Subgrid-scale closures for wall-resolved explicit filtered LES of Supersonic Channel Flow with different thermal-wall boundary conditions are studied at bulk flow Mach number 1.5 and reference Reynolds number in wall units Re_tau = 190 and 340. Internal energy formulation is used to account for temperature in the system of equations, and three flow conditions : 1) two walls symmetrically isothermal, 2) symmetrically isothermal walls at different temperatures and 3) uniform property flow with viscous work subtracted from the energy equation, are taken up for study. In explicit filtered LES, the fields carry additional implicit filtering due to numerical error from truncation and the error is magnified due to nonlinearity of the viscous dissipation term containing velocity gradients. Mixed tensor-diffusivity model coupled with a dynamic Smagorinsky term is used for modeling SGS stress and SGS heat flux. The principle of partially reconstructing the resolved but unrepresented scales of the tensor-diffusivity model is extended to SGS viscous dissipation using a semi-empirical mixed model. The relative significance of the SGS terms are studied from a set of DNS data and a priori tests of the models are presented. Explicitly filtered LES is performed with three configurations of SGS viscous dissipation models on two levels of grid refinement. Arguments in favor of using a dynamically computed thermal diffusivity in place of extended mixing length analogy with a subgrid-scale Prandtl number, are made and validated. A new pair of two-term mixed models for viscous dissipation that accounts for the sub-filter scale stress work and global dissipation of the large-scales are proposed. From the large-eddy simulations of uniform property flows, the grid resolution was found to be a dominant factor influencing the accuracy of the simulations.
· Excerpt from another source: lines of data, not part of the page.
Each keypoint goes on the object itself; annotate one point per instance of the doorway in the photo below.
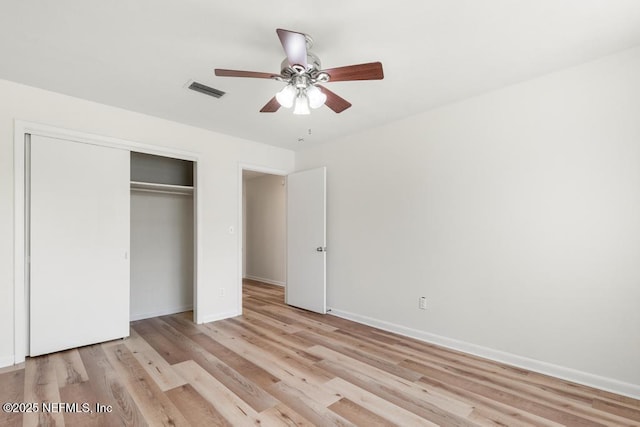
(263, 227)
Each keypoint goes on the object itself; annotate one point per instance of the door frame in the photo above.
(255, 168)
(22, 128)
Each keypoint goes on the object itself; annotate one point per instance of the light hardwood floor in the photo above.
(278, 365)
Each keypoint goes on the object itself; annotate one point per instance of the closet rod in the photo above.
(174, 192)
(162, 188)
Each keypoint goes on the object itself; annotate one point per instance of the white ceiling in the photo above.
(139, 54)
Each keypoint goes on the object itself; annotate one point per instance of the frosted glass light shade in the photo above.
(316, 97)
(286, 96)
(302, 105)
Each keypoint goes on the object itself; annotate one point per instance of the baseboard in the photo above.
(6, 361)
(263, 280)
(163, 312)
(580, 377)
(218, 316)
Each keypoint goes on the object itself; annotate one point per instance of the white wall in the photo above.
(220, 156)
(517, 215)
(265, 229)
(162, 261)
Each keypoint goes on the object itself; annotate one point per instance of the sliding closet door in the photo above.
(79, 242)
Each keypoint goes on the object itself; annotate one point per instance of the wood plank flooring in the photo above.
(280, 366)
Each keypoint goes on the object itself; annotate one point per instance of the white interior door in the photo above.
(306, 240)
(79, 242)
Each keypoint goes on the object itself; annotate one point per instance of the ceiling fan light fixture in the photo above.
(286, 96)
(316, 97)
(302, 105)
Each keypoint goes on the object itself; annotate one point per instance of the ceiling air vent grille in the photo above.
(199, 87)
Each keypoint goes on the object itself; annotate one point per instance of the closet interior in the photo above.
(162, 236)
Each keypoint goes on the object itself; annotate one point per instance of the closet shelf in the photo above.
(162, 188)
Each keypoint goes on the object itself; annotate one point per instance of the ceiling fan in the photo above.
(302, 72)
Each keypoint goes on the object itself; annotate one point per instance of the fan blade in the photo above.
(238, 73)
(271, 107)
(335, 102)
(295, 46)
(368, 71)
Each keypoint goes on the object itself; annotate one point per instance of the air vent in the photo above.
(199, 87)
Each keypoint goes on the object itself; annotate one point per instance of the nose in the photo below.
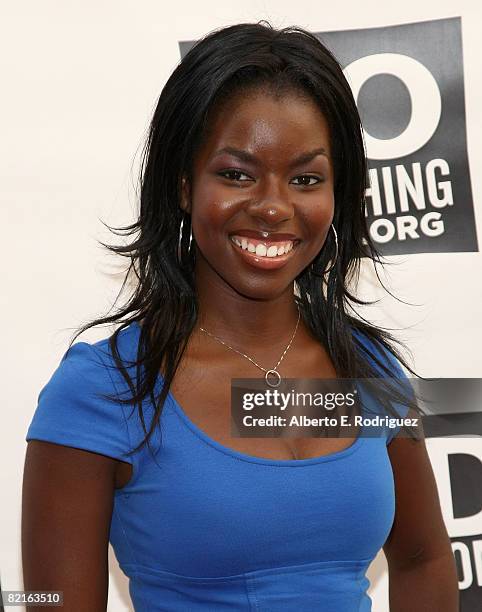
(271, 204)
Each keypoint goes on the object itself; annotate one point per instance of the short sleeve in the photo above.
(71, 410)
(396, 371)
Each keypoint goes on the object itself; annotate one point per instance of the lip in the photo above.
(269, 236)
(264, 263)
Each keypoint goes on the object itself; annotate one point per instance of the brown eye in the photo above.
(307, 178)
(233, 174)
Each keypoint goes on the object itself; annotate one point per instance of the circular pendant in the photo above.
(275, 378)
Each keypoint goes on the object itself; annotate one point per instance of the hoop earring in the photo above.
(322, 274)
(179, 242)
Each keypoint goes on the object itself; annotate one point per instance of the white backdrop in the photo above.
(79, 84)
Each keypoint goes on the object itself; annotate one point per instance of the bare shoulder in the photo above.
(67, 502)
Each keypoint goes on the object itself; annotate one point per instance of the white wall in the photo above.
(79, 83)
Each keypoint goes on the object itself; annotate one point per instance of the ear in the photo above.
(185, 201)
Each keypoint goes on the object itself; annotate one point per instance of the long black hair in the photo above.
(227, 62)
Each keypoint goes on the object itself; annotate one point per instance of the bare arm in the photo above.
(422, 571)
(67, 502)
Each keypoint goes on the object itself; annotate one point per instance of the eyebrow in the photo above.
(250, 158)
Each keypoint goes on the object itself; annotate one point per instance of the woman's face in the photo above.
(262, 184)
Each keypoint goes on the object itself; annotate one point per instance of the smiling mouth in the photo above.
(264, 254)
(264, 248)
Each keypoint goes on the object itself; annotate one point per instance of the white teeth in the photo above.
(262, 250)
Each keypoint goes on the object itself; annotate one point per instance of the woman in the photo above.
(252, 223)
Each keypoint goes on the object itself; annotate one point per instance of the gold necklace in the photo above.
(269, 374)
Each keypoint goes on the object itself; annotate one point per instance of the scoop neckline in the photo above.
(200, 433)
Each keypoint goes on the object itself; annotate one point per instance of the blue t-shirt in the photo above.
(205, 527)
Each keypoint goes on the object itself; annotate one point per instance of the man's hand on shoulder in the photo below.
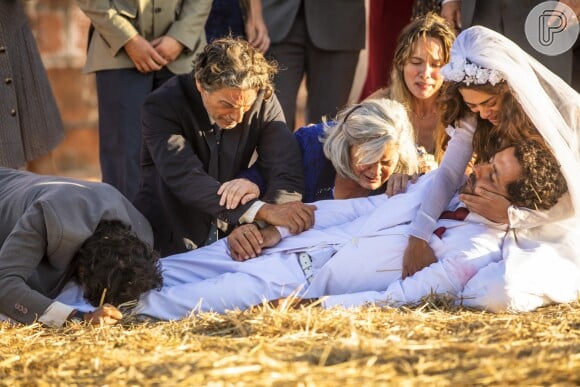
(247, 241)
(296, 216)
(417, 256)
(490, 205)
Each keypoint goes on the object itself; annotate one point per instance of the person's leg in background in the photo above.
(120, 96)
(329, 77)
(44, 165)
(290, 55)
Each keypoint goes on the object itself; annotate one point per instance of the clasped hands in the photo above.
(152, 56)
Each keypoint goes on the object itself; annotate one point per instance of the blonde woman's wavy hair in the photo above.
(372, 125)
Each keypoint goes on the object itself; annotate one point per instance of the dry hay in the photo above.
(432, 343)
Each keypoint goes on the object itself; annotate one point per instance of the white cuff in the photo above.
(56, 314)
(250, 214)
In the variable property flows, the two term models are found to yield better prediction of dissipation and hence the mean temperature profiles. Comparing the LES on both the coarse and fine grid, the variable property simulation at Re_{\tau} = 340 yielded better results in terms of Reynolds stress correlation and {\it a posteriori} estimates of the SGS terms, indicating some favorable performance of the SGS models at a higher Reynolds number. The hot-wall half of the asymmetric channel simulations show a different behavior compared to the other flow cases in terms of SGS heat flux and viscous dissipation.